Em 31 de julho, a Bundeswehr contava com aproximadamente 186.700 militares, um aumento de 2% em relação ao ano anterior, de acordo com um comunicado do Ministério da Defesa.
O número de inscrições (+26% em relação ao ano anterior) e de novos recrutas (+12%) também atingiu "níveis recordes".
Somente em julho, o número de efetivos aumentou em 1.500 em comparação com junho.

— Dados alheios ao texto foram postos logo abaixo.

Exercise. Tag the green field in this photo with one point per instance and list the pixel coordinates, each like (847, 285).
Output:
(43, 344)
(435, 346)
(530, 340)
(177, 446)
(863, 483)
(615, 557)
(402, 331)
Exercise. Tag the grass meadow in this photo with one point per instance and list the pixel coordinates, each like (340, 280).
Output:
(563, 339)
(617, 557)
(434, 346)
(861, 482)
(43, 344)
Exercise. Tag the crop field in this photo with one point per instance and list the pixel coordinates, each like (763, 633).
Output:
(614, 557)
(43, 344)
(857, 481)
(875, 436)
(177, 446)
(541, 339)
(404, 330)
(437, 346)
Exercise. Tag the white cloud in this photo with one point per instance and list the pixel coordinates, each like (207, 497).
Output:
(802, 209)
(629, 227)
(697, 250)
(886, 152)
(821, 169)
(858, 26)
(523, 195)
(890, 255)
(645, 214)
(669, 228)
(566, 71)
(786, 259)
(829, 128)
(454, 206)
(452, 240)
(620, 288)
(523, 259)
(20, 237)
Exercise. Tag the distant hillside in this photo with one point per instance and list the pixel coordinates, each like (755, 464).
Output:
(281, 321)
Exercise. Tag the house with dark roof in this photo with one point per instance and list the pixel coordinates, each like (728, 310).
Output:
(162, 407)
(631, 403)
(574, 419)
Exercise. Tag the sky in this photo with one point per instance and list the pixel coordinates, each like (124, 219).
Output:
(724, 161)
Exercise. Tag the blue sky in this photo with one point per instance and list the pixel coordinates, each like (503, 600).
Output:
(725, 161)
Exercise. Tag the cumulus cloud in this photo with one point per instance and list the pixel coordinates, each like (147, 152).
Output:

Este mês costuma ser "particularmente favorável ao recrutamento" devido ao cronograma de ingresso de oficiais no exército, explicou o comunicado.
Até o final de 2026, o Ministério da Defesa, que prioriza o serviço voluntário em detrimento do serviço militar obrigatório, espera um "aumento contínuo no número de militares, independentemente das oscilações sazonais".
Essa tendência de alta reflete a transformação em curso no exército alemão, que esteve mal equipado e com efetivo reduzido durante décadas.
"Isso demonstra que a Bundeswehr é uma empregadora atraente e que as medidas tomadas estão produzindo resultados", afirma o Ministério.
No entanto, por ora, isso ainda é insuficiente para atingir as metas da Otan. Essas metas estipulam que a Alemanha deve ter 460.000 soldados até 2035, dos quais 260.000 seriam da ativa e 200.000 da reserva.